A lo largo de la historia algunos se preguntaron cómo resolver un dilema teórico o un problema práctico, pero otros fueron un poco más allá y se preguntaron por las consecuencias de tales o cuales avances de la ciencia. Esas preguntas ponen en escena al contexto donde la ciencia se desarrolla, donde se reconoce a las personas y al medio social y ambiental que no será ajeno a los beneficios o desastres que la ciencia producirá. Y eso también es hacer ciencia: preguntarse por los posibles impactos del saber, más allá del laboratorio o la biblioteca donde se descubra o se invente algo nuevo.
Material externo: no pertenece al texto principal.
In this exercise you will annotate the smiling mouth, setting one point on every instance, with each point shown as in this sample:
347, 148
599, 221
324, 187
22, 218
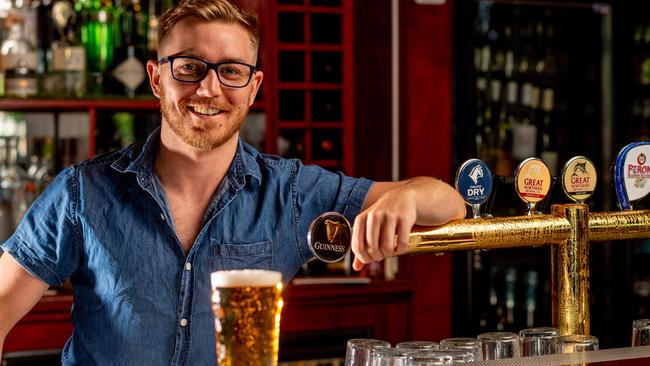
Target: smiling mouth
205, 111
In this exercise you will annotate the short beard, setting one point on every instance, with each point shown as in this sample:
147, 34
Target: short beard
197, 133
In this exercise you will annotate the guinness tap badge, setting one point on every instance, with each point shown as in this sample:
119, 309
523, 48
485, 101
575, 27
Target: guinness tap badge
329, 237
532, 182
579, 178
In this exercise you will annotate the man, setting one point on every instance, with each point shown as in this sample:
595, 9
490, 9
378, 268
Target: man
139, 231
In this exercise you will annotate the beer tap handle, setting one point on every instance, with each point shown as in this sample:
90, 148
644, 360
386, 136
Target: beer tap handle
579, 179
632, 173
474, 183
532, 183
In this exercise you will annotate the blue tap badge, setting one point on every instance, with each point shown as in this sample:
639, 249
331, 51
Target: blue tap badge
632, 174
474, 181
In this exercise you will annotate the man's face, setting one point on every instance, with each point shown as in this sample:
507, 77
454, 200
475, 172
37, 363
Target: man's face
204, 115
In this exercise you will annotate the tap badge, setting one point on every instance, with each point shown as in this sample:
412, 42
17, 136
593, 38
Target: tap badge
579, 178
329, 237
333, 228
474, 181
631, 174
532, 180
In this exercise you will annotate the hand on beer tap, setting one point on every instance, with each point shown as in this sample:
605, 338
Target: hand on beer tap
392, 208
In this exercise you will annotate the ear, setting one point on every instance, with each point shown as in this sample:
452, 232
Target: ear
153, 69
256, 81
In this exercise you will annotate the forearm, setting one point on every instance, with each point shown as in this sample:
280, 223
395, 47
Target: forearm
436, 202
19, 292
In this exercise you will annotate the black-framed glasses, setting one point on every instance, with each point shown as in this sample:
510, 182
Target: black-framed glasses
190, 69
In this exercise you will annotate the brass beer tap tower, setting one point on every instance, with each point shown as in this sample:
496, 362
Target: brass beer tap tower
569, 230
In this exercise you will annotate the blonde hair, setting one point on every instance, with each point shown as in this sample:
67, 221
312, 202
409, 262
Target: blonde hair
208, 10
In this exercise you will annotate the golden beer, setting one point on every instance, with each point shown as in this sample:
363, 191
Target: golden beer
247, 306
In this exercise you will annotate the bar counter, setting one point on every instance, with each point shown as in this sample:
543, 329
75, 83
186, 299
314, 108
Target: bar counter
629, 356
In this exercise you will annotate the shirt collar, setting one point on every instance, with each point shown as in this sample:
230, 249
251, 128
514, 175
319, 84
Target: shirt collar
139, 158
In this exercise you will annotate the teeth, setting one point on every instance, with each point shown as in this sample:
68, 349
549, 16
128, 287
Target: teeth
205, 110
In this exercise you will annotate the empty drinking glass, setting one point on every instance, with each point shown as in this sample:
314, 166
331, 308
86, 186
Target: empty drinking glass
538, 341
498, 345
576, 343
427, 358
466, 344
641, 332
359, 351
390, 356
420, 345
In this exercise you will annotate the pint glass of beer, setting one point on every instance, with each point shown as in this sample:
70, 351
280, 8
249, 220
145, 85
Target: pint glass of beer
247, 306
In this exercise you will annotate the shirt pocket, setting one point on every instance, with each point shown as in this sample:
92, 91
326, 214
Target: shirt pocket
242, 255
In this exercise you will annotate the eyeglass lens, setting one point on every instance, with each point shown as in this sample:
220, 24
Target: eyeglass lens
194, 70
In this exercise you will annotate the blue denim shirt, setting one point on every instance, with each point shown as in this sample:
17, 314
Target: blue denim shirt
138, 299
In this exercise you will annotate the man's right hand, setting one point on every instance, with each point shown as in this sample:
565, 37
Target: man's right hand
19, 292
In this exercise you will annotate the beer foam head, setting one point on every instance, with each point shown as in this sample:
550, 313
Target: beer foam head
245, 277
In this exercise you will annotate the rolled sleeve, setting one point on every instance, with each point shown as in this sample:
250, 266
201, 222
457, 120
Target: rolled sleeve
45, 242
318, 191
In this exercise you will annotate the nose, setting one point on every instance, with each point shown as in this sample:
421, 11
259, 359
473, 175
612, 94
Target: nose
210, 85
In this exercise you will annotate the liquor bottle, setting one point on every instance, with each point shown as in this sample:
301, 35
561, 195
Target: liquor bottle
97, 32
66, 76
20, 62
6, 221
46, 34
129, 72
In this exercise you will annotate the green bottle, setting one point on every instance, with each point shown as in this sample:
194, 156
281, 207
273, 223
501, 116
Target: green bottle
97, 36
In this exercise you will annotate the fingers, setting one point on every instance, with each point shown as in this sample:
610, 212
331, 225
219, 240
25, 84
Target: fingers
373, 237
387, 240
359, 240
357, 265
403, 232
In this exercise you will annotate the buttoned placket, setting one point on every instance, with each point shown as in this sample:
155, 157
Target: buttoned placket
184, 314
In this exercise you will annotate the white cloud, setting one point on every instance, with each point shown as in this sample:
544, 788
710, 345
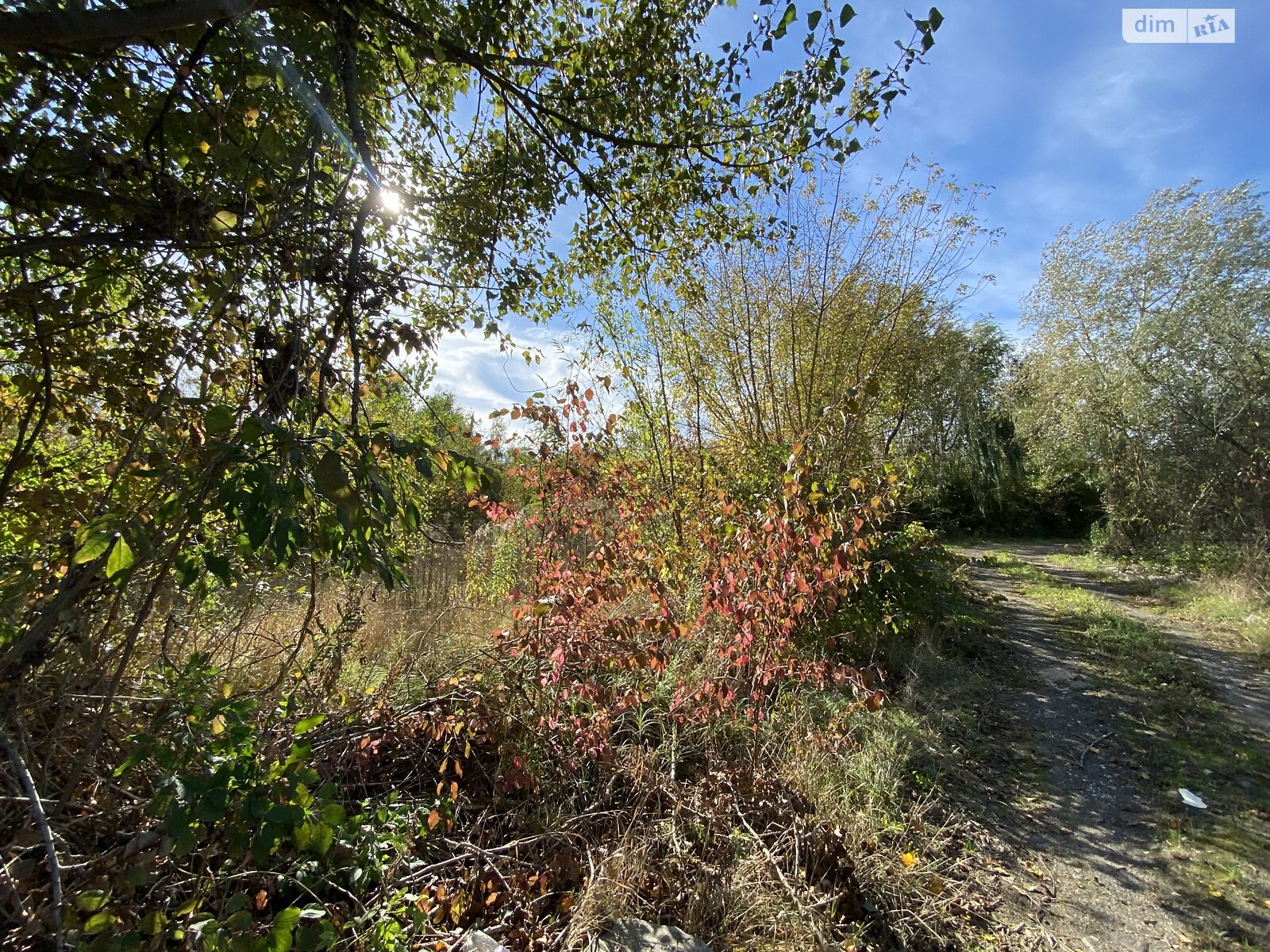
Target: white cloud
486, 378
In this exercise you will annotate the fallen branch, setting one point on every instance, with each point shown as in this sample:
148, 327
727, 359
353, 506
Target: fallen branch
37, 812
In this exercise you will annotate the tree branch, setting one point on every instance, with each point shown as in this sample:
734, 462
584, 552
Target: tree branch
102, 29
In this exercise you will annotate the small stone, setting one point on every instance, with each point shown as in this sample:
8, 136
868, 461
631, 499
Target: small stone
478, 941
639, 936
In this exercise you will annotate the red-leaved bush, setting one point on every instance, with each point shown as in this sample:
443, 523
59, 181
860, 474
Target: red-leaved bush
710, 607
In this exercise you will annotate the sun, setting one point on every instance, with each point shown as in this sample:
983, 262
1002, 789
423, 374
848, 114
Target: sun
391, 201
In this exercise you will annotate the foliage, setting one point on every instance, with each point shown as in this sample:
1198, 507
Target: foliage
1147, 370
221, 235
625, 593
829, 329
252, 850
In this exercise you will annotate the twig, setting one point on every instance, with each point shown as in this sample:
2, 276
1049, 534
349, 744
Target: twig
1091, 746
789, 888
37, 812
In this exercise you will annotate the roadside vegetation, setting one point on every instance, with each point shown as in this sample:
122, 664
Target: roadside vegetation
1174, 735
298, 654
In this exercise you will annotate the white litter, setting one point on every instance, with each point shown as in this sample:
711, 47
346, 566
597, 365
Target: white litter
1191, 800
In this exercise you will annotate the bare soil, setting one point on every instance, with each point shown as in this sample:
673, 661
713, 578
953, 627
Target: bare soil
1083, 829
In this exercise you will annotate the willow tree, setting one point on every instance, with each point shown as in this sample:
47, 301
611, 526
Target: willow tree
1149, 366
825, 328
225, 221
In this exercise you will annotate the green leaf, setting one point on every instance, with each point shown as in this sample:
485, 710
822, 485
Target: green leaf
219, 419
281, 930
121, 559
99, 923
93, 547
152, 923
217, 566
791, 16
308, 724
323, 838
92, 900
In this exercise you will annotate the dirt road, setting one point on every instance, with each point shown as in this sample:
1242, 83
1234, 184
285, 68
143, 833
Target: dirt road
1083, 812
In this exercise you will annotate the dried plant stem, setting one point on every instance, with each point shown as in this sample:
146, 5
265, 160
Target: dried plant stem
37, 812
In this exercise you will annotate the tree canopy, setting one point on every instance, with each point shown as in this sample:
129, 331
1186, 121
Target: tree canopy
1149, 365
225, 225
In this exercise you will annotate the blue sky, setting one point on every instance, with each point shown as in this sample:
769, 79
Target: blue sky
1045, 103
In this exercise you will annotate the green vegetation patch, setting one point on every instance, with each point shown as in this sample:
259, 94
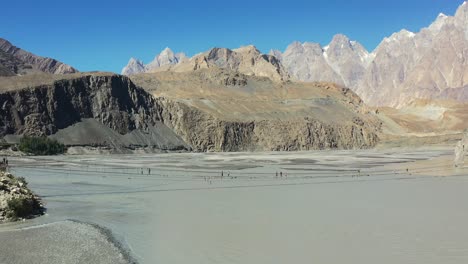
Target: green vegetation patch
41, 146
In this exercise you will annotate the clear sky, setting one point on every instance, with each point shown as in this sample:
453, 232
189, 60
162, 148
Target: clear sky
103, 35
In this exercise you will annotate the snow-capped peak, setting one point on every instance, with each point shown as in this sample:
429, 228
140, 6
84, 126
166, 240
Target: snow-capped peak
442, 15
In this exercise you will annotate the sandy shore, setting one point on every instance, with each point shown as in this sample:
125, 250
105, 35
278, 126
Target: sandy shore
61, 242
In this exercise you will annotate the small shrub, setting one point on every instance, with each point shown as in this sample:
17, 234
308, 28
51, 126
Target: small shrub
41, 146
23, 180
20, 207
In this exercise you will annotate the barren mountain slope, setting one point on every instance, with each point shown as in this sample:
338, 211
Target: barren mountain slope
21, 62
240, 112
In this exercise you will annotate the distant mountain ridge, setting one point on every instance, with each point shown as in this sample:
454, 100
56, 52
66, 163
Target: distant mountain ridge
430, 64
16, 61
166, 57
247, 60
406, 66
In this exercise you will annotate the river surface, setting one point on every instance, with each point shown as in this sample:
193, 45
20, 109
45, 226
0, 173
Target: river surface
297, 207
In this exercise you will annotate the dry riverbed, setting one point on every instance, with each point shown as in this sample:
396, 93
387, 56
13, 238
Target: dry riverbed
294, 207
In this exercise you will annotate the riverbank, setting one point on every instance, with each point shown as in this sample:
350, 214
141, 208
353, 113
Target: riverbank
17, 201
62, 242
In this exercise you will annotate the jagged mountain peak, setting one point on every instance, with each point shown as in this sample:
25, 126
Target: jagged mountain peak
21, 62
247, 49
166, 57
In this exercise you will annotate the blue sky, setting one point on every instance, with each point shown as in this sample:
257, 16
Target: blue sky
103, 35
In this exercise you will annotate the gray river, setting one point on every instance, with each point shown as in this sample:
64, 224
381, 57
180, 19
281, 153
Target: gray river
296, 207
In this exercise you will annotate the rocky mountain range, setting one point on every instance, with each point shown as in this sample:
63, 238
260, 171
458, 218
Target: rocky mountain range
407, 66
166, 57
247, 60
16, 61
430, 64
121, 115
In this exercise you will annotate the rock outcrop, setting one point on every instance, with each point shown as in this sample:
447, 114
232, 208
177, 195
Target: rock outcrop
406, 66
16, 199
109, 110
205, 132
19, 62
247, 60
258, 114
92, 109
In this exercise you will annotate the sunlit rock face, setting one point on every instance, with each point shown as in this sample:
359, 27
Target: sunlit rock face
430, 64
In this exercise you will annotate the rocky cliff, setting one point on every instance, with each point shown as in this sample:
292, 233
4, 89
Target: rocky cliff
205, 132
406, 66
92, 109
216, 110
110, 110
166, 58
246, 60
19, 61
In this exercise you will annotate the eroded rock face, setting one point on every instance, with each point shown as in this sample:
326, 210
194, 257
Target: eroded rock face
130, 114
207, 133
461, 149
111, 99
166, 58
19, 61
430, 64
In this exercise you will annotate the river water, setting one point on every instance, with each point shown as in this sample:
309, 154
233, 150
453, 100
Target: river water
296, 207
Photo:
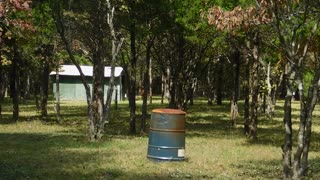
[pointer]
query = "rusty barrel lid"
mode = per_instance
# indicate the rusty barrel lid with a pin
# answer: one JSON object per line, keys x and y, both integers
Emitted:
{"x": 169, "y": 111}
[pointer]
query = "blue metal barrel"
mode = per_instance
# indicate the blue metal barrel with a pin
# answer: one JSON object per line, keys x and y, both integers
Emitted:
{"x": 167, "y": 135}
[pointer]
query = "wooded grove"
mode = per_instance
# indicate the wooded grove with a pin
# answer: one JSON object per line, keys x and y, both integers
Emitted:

Esta dimensión ética (que no es lo mismo que “moral”) se opone a una concepción histórica que hemos heredado, donde la ciencia siempre fue, es y será beneficiosa por sí misma y en todos los ámbitos. Pero debemos saber que ésto implica la suspención de nuestra reflexión, y de una evaluación sobre las propias acciones como investigadores. Cuando estudiemos una carrera no necesariamente nos enseñarán sobre su importancia, pero debemos saber que existe.
En los años 60 y 70, y en el marco de gobiernos democráticos, varios científicos e intelectuales de Argentina y Latinoamérica se preguntaron por esta dimensión de la ética de la ciencia en los países menos desarrollados. Físicos, filósofos, agrónomos, sociólogos, ingenieros, médicos, escritores, economistas, artistas… debatían sobre los impactos de la investigación local pero financiada con fondos de países desarrollados, sobre la fuga de cerebros a otras naciones, sobre la explotación de recursos naturales en nombre del avance del conocimiento… En síntesis: se preguntaron qué investigamos, cómo lo hacemos, por qué, para quiénes y con qué fines.